- Born: 1954 (age 71–72)
- Education: Cornell University
- Occupations: Entrepreneur, business author
- Employer: CNET
- Known for: Founder of Parenting magazine and TeeBeeDee
- Title: Director of Credo Mobile

= Robin Wolaner =

Robin Wolaner (born 1954) is an entrepreneur and business author. In February 2015 she became COO of We Care Solar, a nonprofit that provides its Solar Suitcase to power last-mile health clinics in the developing world. In September 2015 the United Nations' Department of Economic and Social Affairs awarded We Care Solar the inaugural "Powering the Future We Want" award for innovations in sustainable development.

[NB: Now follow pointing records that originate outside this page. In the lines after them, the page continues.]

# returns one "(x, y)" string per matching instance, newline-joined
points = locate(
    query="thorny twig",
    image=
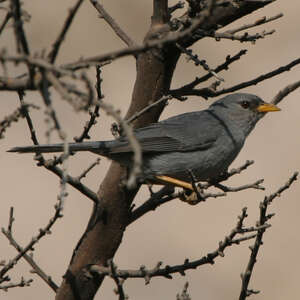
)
(184, 294)
(119, 281)
(22, 283)
(148, 107)
(85, 172)
(246, 276)
(14, 117)
(112, 23)
(95, 113)
(57, 44)
(258, 22)
(203, 92)
(167, 194)
(187, 265)
(197, 61)
(224, 66)
(29, 258)
(50, 164)
(137, 157)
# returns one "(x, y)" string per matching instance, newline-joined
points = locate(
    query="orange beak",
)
(267, 107)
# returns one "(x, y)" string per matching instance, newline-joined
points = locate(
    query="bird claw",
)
(192, 198)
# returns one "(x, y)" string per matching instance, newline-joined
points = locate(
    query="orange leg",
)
(169, 180)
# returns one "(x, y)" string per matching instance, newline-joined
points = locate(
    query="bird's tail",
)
(98, 147)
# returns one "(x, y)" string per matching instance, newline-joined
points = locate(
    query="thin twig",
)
(50, 164)
(255, 81)
(147, 108)
(224, 66)
(30, 260)
(246, 276)
(56, 45)
(22, 283)
(137, 158)
(258, 22)
(113, 24)
(197, 61)
(85, 172)
(5, 21)
(187, 265)
(14, 117)
(95, 114)
(22, 44)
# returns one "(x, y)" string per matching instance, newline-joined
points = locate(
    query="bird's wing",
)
(181, 133)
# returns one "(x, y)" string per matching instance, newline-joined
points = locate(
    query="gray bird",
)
(203, 143)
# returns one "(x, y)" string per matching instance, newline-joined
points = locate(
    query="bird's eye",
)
(245, 104)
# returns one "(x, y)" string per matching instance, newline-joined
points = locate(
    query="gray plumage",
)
(205, 142)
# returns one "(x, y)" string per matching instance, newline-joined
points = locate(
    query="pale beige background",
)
(175, 231)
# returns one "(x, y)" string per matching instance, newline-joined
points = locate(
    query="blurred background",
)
(175, 231)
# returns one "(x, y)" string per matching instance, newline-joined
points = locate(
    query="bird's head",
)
(244, 110)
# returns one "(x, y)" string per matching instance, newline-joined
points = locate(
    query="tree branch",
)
(112, 23)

Currently a director of Credo mobile, she is the founder of TeeBeeDee, an online network for baby boomers that launched in 2007 and folded in 2009. She was an executive at CNET from 1997 to 2002; after leaving CNET, she wrote a book of business advice for women and became an advisor to tech startups. In 1985, she founded Parenting magazine, later sold to Time Inc. Her founding of Parenting is documented in one of the most popular case studies by Harvard Business School, taught to all first-year students of the school. She graduated from Cornell University in 1975 with a bachelor of science in industrial and labor relations.